JAIST Logic Seminar Series

The lectures below is held as a part of JSPS Core-to-Core Program, A. Advanced Research Networks, and EU FP7 Marie Curie Actions IRSES project CORCON.

(http://www.jaist.ac.jp/logic/ja/core2core, https://corcon.net/)

On Tuesday 6 September, 2016, 13:30-17:00, JAIST, Lecture room I2

**Josef Berger** (Ludwig-Maximilians-Universität München), *The fan theorem and convexity* (joint work with Gregor Svindland)

The fan theorem is the following statement: (FAN) Let B be a decidable set of finite binary sequences. Assume that every infinite binary sequence has an initial part that belongs to B. Then there exist an N such that every infinite binary sequence has an initial part of length smaller than N that belongs to B.

This axiom plays an important role in Intuitionism, a philosophy of mathematics that was introduced by the Dutch mathematician L.E.J. Brouwer. We work in constructive mathematics in the tradition of Errett Bishop. Here, the fan theorem is neither provable nor falsifiable. Many theorems of analysis are equivalent to the fan theorem. One example for such a theorem is: (POS) Every positive-valued uniformly continuous function on the unit interval has positive infimum.
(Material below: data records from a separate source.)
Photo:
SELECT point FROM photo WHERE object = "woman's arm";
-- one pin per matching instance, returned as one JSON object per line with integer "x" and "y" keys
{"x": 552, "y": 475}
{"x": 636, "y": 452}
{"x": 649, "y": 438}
In our paper *Convexity and constructive infamy* we have shown that, under the additional condition of convexity of the function, POS is constructively valid.

In this talk, we discuss to which extent this gives rise to a notion of *convex bars* and a corresponding constructively valid *convex fan theorem*.

**Anton Setzer and Bashar Igried** (Swansea University) *Coinductive Reasoning in Dependent Type Theory – Copatterns, Objects, Processes *(part on Processes joint work with Bashar Igried)

When working in logic in computer science, one is very often confronted with bisimulation. The reason for its importance is that in computer science, one often reasons about interactive or concurrent programs. Such programs can have infinite execution paths, and therefore correspond to coinductive data types. The natural equality on coinductive data types is bisimulation. Proofs of bisimulation form one of the main principles for reasoning about coinductive data types.

However, bisimulation is often very difficult to understand and to teach. This is in contrast to the principle of induction, where there exists a well established tradition of carrying out proofs by induction. One goal of this talk is to demonstrate that one can reason about coinductive data types in a similar way as one can reason inductively about inductive data types.

Reasoning about inductive data types can be done by pattern matching. For instance for reasoning about natural numbers one makes a case distinction on whether the argument is 0 or a successor. For coinductive data types the dual is copattern matching, which is essentially a case distinction on the observations one can make for a coinductively defined set. For instance, streams have observations head and tail, and one can introduce a stream by determining its head and its tail.

We then look at examples of the use of coinductive data types. One is the notion of an object, as it occurs in object-oriented program. Objects are defined by their method calls, which are observations, so they are defined coinductively. The final example will be the representation of processes in dependent type theory, where we will refer to the process algebra CSP.